Forty years ago last month, President Nixon made history when he traveled to China to begin – in his own words – “(building) a bridge across 16,000 miles and 22 years of hostilities which have divided us in the past.”
In the 21st century, the hard work of maintaining that bridge will increasingly be borne by citizen diplomats: business owners, students and local elected officials who complement the traditional diplomacy undertaken by our federal government. While serious disagreements between the United States and China remain, the responsibility for building that metaphorical bridge between our countries is increasingly falling to America’s global cities, with Los Angeles at the forefront.
In December, we accompanied Mayor Antonio Villaraigosa on a trade mission to China’s major business and government centers: Beijing, Chongqing and Shanghai. This was the latest trip of dozens to China that we have made over the last several decades. On these shores, we often talk about how the United States will cope with China’s rise, but this most recent visit reinforced our shared belief in America’s enduring importance for China.

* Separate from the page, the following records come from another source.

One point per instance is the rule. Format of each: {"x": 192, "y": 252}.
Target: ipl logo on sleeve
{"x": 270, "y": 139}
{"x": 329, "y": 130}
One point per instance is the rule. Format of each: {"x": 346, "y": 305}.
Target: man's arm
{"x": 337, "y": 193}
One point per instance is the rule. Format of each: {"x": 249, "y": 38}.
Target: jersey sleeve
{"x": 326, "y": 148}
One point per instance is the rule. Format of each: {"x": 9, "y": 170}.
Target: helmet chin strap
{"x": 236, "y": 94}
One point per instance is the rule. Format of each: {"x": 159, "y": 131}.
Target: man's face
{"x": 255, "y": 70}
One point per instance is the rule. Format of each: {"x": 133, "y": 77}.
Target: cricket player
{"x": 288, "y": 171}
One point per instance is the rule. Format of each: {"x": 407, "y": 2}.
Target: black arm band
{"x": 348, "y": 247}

California is home to many of the innovative technologies and industries that drive the global economy and secure China’s role as an essential partner for many American industries, while China’s growing influence and wealth fuel boardroom debates from Silicon Valley to Hollywood.
Within California, L.A.’s purchasing power as the second largest city in the United States, strategic geography, vibrant economy and diverse population position the city to lead the United States in forging partnerships with China. Los Angeles has America’s largest concentration of Chinese-Americans. Forty percent of all containers going to or from China come through the ports of Los Angeles and Long Beach. If current trends continue, Los Angeles could very well become the epicenter of transpacific cooperation.
Forty years ago, a very slim minority of the Chinese people had an opportunity to glimpse life outside of communism. Contrast that picture with today and the millions of Chinese citizens who have lived here as students or worked here as expatriates, with Los Angeles and California being among the most welcoming places in the country for such exchanges. Such people are a powerful force for gradual change within China. They have experienced life in an open society and that experience is not easily forgotten.
The importance of these people-to-people exchanges cannot be overstated. To the average person on the street, China is an alien and vaguely threatening concept, an authoritarian and overpopulated country with an economic strategy that depends on the relentless theft of American jobs. Chinese students in American classrooms, American students interning in China, and increased trade and investment linkages help to demystify both countries. Continued exposure through technology, educational and business exchanges is mutually advantageous.
When it comes to smoothing the way for increased commerce between the world’s two economic juggernauts, local officials, academic deans and business leaders on the West Coast are less likely to look to Washington, D.C., for results. Local and state governments are progressively recognizing the important role they play in engaging China directly and they are stepping up. The people of Los Angeles have benefited from a willingness to “look East” for needed resources; the Chinese electric-car firm BYD is building its North American headquarters in downtown Los Angeles, driving new construction and creating jobs. Across the Pacific, American companies like L.A.’s Forever 21 are setting up shop at a breakneck pace.
In his recent State of the Union address, President Obama vowed to fight unfair trade practices. This makes sense, but others have turned to unpredictable and bombastic rhetoric about China. This comes from Democrats and Republicans and it should be greatly toned down.
Serious challenges will keep the United States and China on opposite sides of many diplomatic and economic debates, from intellectual property piracy to currency devaluation to China’s troubling military posture in the South China Sea to our nearly $300 billion annual trade deficit. China’s obstructionism as the United Nations Security Council debates a resolution on Syria is only the latest challenge. However, no single dispute between our two countries should jettison 40 years of economic integration and building of political trust. A policy of engagement where we can address these issues from our divergent positions will yield far better results than a policy of confrontation.
Secretary of State Hillary Clinton recently outlined the framework of a major U.S. foreign policy shift, in which our country will “pivot” away from the Middle East and toward Asia. Such a pivot toward the hub of nearly every global supply chain is a welcome development, but Washington must realize that it no longer has a monopoly on foreign policy. In the 21st century, our tech entrepreneurs, students and business leaders will play a much larger role in improving our relations with China and other emerging powers.
Los Angeles is America’s gateway to Asia, and harnessing our own unique brand of people power will be a critical factor in determining our future prosperity.
Mickey Kantor is a former secretary of commerce and U.S. trade representative. David Fisher is chairman emeritus of investment management firm Capital Group International in Los Angeles. Both are members of the Pacific Council on International Policy in Los Angeles.